DDD is about looking at world with 'humour-colored' glasses. The final write-up gives you a comical view of various routine things, like ordering a cake or a hotel stay and even bollywood movies.
The fun starts from the word go, when the author starts with this disclaimer -
"No animals or editors were harmed in the writing of this book!"
Most of the anecdotes are very good, a few average. All in all, a good read.
My personal favourite in DDD is the 'guide to Bangalore'.
The flip side is that some portions read as if the author is trying too hard to make them funny.
Also, there's the question whether one can get offended with such 'harmless' humour. I think, yes. I like to believe that I don't take myself too seriously, but a couple of things in this book made me a little uncomfortable. I could smile, let it go and read on.
DDD takes digs at caricatures of stereotypes.
A few interesting quotes from Digs, Dogs and Drama -
- 'Flat belly' is an oxymoron. If God intended it to be flat, he would have given us a board, not a belly.
- The word 'sneakers' means that it should allow you to sneak some bare essential stuff into the gym. Do check if the pair you are buying has enough space for a bar of chocolate.
- ...men don't really NOTICE things that are unsaid, simply insinuated or hinted. And women live with a mission of sensitizing them to NOTICE things.
- Amusement parks are places which have several fun rides that last for thirty seconds to two minutes each, with waiting times that, sometimes, exceed the time you took to deliver the same child who is the reason for you being there.
In the acknowledgements, the author writes about a reader of her previous book, looking for a 'message' in her writings, and being disappointed. She writes "The DDD series is about putting a smile on your faces: if you are looking for something with deep, meaningful message, they may not work for you."
I say, there is more than one purpose to this book and I'm assuming that holds true for the author's previous books too.
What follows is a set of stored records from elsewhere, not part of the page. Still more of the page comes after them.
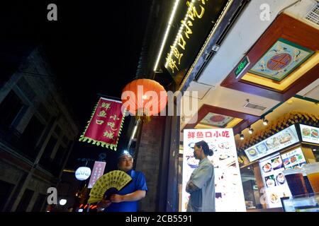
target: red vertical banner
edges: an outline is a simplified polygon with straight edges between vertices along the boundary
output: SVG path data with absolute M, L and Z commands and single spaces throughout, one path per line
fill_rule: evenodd
M 125 119 L 121 107 L 121 101 L 100 98 L 79 141 L 116 150 Z
M 90 182 L 89 182 L 88 189 L 91 189 L 94 185 L 95 182 L 103 176 L 104 172 L 105 166 L 106 162 L 94 162 L 94 166 L 93 167 L 92 174 L 91 174 Z

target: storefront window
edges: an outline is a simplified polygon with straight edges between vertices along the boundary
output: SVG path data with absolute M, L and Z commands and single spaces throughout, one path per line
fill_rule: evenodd
M 252 167 L 240 170 L 246 209 L 261 209 L 259 192 Z

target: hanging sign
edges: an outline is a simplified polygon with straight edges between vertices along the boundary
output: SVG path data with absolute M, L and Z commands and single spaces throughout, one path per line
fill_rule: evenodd
M 79 141 L 116 150 L 124 122 L 121 107 L 121 101 L 100 98 Z
M 81 167 L 75 171 L 75 177 L 79 181 L 85 181 L 91 175 L 91 169 L 86 167 Z

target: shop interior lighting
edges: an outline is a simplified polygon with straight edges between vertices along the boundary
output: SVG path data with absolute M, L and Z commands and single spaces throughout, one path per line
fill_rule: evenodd
M 61 199 L 60 200 L 59 204 L 60 204 L 60 206 L 65 206 L 66 203 L 67 203 L 67 200 L 66 200 L 66 199 L 65 199 L 65 198 L 61 198 Z
M 264 119 L 262 119 L 262 124 L 263 124 L 264 126 L 268 125 L 268 122 L 269 122 L 269 121 L 268 121 L 267 119 L 266 119 L 265 118 L 264 118 Z
M 179 1 L 180 0 L 175 1 L 175 4 L 174 5 L 173 10 L 172 11 L 172 13 L 171 13 L 171 16 L 169 18 L 167 28 L 166 28 L 165 35 L 164 35 L 163 40 L 162 41 L 161 48 L 160 49 L 160 52 L 158 52 L 157 59 L 156 59 L 155 66 L 154 66 L 154 71 L 156 71 L 156 70 L 157 69 L 158 63 L 160 62 L 160 59 L 161 58 L 162 53 L 163 52 L 166 40 L 167 39 L 167 36 L 169 32 L 169 30 L 171 29 L 172 22 L 173 21 L 174 17 L 175 16 L 176 10 L 177 9 L 177 6 L 179 5 Z

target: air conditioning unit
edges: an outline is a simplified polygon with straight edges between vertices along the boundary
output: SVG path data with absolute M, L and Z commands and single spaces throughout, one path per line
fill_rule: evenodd
M 319 2 L 315 0 L 303 0 L 288 8 L 284 13 L 319 29 Z

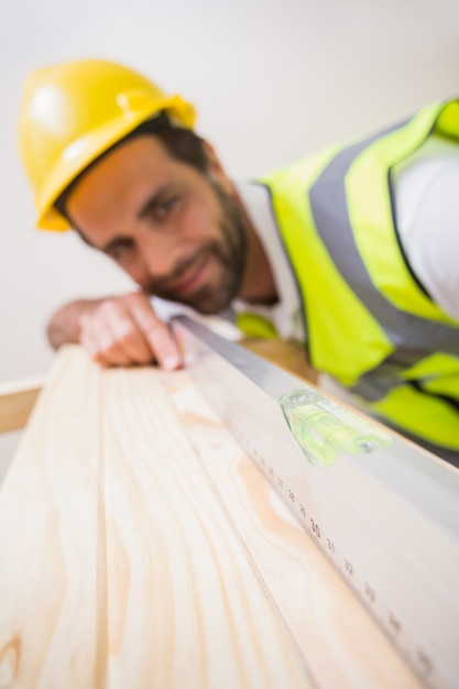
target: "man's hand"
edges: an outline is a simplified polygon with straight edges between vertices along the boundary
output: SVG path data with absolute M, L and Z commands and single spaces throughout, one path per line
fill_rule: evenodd
M 55 348 L 81 343 L 95 361 L 107 367 L 156 361 L 172 370 L 182 364 L 167 325 L 142 293 L 68 304 L 53 317 L 48 337 Z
The first is entertainment. It makes you smile and thus entertains you... do you need to look for a moral then?
The second is that it inspires you to look at life, and what life offers you, with humour.
DDD is great for amusing, light reading.
Read this book, if you are capable of taking jokes with, not just a pinch of salt, but rather a handful of it. Or read it, if you want to develop that ability and have fun while doing so.
Digs, Dogs and Drama' is reviewed by me as part of Write Tribe's Books for Review Programme.